Having just spent two weeks in the capital city of Madrid, I was skeptical that another Spanish city would have the ability to capture my heart in the same way that Madrid had. However, it didn´t take long for me to find the charm of Sevilla. It definitely wasn´t my introduction to the Andalusian delicacy of cold tomato soup, gazpacho, on a sidewalk cafe that first afternoon, which won me over (it would be a few more years before my taste buds matured enough to acquire a love for gazpacho). It was more likely my first visit to the Palace Gardens of the Real Alcazar, where I found myself absolutely overwhelmed by the beauty of the architecture and greenery which surrounded me.

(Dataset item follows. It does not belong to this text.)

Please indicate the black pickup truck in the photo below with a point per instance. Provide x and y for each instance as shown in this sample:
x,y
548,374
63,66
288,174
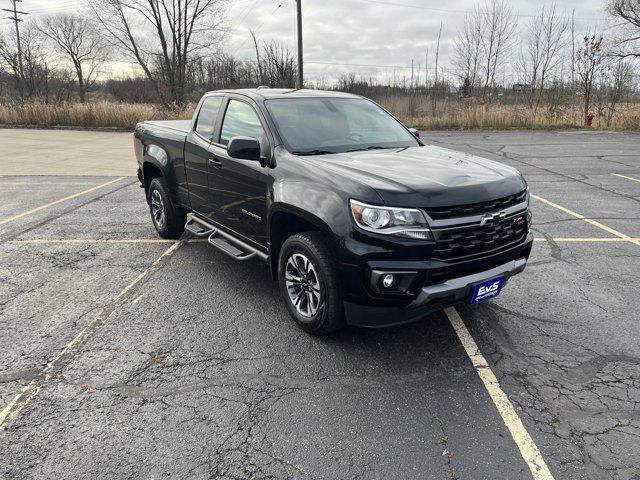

I wrote in my journal at the time “Why would anyone ever take their kids to Disneyland when there are places as beautiful and magical as Sevilla?” (As a wide eyed, naive 20-year-old traveling Europe for the first time, I had yet to really comprehend the economical difference behind these two possible vacation plans).

In Sevilla I was introduced to many memorable firsts in Spain: flamenco, sangria, drinking beer at a circus, an important bullfight, eating breakfast at a sidewalk cafe by myself, and most importantly it was here that I discovered my desire to learn to speak Spanish. While waiting in line for the circus, a small Spanish girl taught me my very first phrase in her language, ¿Te gustan los elefantes? (do you like elephants?).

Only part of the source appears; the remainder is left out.